Self-tests 1-8 were all run after I erased the disk. The others were run before I did so. Not listed are the extended self-tests I've started since erasing which, as I say, have simply disappeared.

The checksum error regarding the log is normal for this disk. At least, I've got that error ever since I started using smartmontools for monitoring so I assume it is normal. (I installed this version of the software in about April 2008 and have used it since.) Also, starting offline testing has never succeeded on this disk (I think I checked into this at the time but can't quite remember - this is not new, anyway).

Questions

how should I interpret all this? (Why does Disk Utility say SMART is not supported while smartctl clearly shows it is at the same time? Why do the extended tests simply vanish? Is the drive definitely dying?) I do not want to replace the disk unless I absolutely have to because I understand that replacing disks in 12" PBs is no small matter and cost is an issue. I do not want to replace the machine unless I have to because cost is an issue and, also, I really like this computer and have no idea what I would want in its place, even if expense were no obstacle.

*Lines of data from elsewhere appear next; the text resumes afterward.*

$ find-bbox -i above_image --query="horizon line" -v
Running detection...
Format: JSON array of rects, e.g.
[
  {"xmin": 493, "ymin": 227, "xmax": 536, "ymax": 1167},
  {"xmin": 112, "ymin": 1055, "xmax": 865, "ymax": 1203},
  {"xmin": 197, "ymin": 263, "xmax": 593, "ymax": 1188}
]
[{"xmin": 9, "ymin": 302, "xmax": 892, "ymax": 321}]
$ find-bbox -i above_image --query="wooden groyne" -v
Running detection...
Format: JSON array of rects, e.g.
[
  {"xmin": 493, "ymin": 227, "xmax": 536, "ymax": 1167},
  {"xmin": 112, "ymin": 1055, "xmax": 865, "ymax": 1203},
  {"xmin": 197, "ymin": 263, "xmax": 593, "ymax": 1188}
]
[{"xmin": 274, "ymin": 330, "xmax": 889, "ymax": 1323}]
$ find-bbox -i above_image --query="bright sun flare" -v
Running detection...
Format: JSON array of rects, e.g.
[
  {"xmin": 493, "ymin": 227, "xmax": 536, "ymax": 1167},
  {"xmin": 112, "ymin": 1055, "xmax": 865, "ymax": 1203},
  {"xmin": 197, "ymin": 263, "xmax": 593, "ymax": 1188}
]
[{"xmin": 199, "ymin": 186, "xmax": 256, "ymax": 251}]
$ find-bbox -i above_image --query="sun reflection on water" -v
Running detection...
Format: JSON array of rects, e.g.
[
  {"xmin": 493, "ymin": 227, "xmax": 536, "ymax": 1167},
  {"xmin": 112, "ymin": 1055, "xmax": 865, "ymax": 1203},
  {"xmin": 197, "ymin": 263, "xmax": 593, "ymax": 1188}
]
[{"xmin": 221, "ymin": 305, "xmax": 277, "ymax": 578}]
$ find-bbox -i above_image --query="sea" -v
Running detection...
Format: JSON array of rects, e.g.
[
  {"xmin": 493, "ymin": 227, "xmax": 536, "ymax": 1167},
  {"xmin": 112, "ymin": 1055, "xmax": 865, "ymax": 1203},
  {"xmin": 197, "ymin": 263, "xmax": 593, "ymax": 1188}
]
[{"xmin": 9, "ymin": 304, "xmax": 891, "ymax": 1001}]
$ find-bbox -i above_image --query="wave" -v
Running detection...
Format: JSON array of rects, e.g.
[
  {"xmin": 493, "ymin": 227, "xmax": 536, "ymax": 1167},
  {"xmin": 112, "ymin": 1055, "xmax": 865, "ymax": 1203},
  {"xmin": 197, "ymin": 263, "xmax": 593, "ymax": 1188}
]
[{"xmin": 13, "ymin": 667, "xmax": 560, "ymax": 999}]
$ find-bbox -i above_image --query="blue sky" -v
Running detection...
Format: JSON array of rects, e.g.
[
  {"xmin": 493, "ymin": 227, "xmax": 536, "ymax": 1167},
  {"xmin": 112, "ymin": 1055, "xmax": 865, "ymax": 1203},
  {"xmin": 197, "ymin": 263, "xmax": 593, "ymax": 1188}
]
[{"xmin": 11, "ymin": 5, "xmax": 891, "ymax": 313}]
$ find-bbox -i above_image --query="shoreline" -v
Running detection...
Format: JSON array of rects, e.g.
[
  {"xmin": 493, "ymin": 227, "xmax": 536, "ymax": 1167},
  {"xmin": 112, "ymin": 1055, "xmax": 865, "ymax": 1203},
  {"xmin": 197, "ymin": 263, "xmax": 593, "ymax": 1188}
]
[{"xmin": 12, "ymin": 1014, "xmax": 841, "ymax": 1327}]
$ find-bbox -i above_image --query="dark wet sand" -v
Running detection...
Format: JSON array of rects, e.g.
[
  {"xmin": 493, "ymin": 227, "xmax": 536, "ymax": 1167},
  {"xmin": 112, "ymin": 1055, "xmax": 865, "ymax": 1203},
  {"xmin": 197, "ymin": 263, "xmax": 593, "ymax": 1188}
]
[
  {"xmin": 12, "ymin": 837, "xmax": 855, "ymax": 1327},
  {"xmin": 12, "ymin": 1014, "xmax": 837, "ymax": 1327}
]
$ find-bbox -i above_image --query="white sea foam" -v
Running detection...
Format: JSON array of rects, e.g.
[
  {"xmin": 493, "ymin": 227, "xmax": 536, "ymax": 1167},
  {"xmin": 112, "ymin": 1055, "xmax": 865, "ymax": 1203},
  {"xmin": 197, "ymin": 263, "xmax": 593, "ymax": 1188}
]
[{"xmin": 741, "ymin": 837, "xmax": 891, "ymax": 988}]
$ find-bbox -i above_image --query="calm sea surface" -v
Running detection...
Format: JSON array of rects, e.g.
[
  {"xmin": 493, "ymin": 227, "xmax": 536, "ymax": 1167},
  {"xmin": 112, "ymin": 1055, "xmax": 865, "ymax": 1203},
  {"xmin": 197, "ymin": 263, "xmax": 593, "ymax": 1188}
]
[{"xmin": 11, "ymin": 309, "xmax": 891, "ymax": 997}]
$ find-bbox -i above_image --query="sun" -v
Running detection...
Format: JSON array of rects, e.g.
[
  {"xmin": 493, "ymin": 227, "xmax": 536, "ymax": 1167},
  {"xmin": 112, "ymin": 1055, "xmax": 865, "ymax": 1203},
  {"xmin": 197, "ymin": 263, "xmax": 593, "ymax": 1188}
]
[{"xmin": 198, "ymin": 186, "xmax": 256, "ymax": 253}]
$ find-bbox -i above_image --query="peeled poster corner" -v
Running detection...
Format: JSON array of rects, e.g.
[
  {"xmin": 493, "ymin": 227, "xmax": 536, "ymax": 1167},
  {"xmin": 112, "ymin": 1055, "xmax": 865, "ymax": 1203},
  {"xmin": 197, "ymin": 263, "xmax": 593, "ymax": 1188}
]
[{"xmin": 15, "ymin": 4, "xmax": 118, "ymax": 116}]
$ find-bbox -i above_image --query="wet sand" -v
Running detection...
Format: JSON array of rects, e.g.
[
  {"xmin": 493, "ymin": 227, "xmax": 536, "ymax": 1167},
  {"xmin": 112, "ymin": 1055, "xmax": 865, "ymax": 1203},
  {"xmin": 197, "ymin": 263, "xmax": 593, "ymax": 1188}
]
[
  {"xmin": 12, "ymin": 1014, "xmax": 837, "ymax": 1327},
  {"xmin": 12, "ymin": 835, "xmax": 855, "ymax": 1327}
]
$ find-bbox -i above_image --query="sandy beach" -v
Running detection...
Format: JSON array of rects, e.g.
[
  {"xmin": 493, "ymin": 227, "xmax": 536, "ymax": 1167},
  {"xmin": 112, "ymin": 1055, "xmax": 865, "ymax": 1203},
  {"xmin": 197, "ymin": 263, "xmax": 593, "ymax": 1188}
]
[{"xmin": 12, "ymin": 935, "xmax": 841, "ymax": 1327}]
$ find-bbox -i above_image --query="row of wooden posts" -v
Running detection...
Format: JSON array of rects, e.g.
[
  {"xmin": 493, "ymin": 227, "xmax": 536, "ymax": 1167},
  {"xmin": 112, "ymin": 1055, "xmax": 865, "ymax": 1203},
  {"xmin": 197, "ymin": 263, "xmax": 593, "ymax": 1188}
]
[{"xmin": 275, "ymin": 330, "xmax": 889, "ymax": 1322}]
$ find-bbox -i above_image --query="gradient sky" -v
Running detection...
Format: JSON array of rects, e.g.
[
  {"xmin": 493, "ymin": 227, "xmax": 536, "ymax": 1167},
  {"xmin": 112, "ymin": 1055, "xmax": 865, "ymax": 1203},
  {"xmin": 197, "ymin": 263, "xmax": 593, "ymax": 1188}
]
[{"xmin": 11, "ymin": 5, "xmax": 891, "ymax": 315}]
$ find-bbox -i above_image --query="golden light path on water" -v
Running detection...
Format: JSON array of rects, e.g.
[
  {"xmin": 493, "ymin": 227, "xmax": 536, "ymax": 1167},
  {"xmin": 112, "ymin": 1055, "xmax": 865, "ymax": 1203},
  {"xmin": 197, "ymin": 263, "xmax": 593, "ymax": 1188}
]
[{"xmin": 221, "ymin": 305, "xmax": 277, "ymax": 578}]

if it isn't clear whether the drive is dying or not, is there some further strategy I can use to establish this?

if the drive is dying, is a machine of this age worth repairing and, if it is, under what circumstances is it worth doing so? For example, it might be worth doing if you can do the job yourself, but that might be quite impractical for non-expert (not to mention, inexpert) users.

if there is a hardware problem (which I obviously think is very, very probable at this point), is it definitely a dying hard drive? (I've seen people write ominous things about disk controllers etc. which I gather are more serious - or less repairable - than a "mere" dying disk.)

what questions should I be asking you and what are the answers to those questions?!

Many thanks for your patience in reading this far.

- cfr

12" PowerBook 1.5 GHz PowerPC G4 (Aluminium), Mac OS X (10.4.11), 1.25 GB DDR SDRAM 80 GB HD

Posted on Jul 3, 2010 12:59 PM

Reply

Answer 1

eww

Level 9

53,028 points

Jul 3, 2010 1:43 PM in response to Clea Rees

Clea: The short answer to your very long question is that it's never wise to rely on any drive about which you have doubts. Drives are cheap. Replace yours, and then you won't have to worry about it any more.

Reply

Answer 2

Clea Rees Author

Level 4

1,245 points

Jul 4, 2010 4:09 PM in response to eww

Thanks. I do know that is the standard advice and I appreciate it. However, while it is true that drives are (relatively) cheap, getting them into laptops is not. At least, getting them into 12" PowerBooks is not. If I thought this was something I could do myself, it would be different, but I doubt it and I do not, unfortunately, have any suitably skilled and handily situated friend whose arm I could twist to assist me!

Reply

Answer 3

BGreg

Level 6

17,552 points

Jul 5, 2010 5:45 AM in response to Clea Rees

The 12" PB internals are a bit more complex, for PB's. If you don't want to replace the hard drive yourself or pay someone to install it, you could always get an external firewire hard drive, and use it to boot from and for general usage. Would have to be firewire, since the PB won't book from a USB device. One example of what you could get is a 160GB external hard drive: http://eshop.macsales.com/item/Other%20World%20Computing/MS4U5160GB8/ . All the choices with that case are listed here: http://eshop.macsales.com/shop/firewire/on-the-go

Have you called any Apple Authorized Service Providers to see what they would charge to install a drive for you? Whether you bought it or they supplied it? You can find a local one in the US at http://www.apple.com/buy/locator/service/

Reply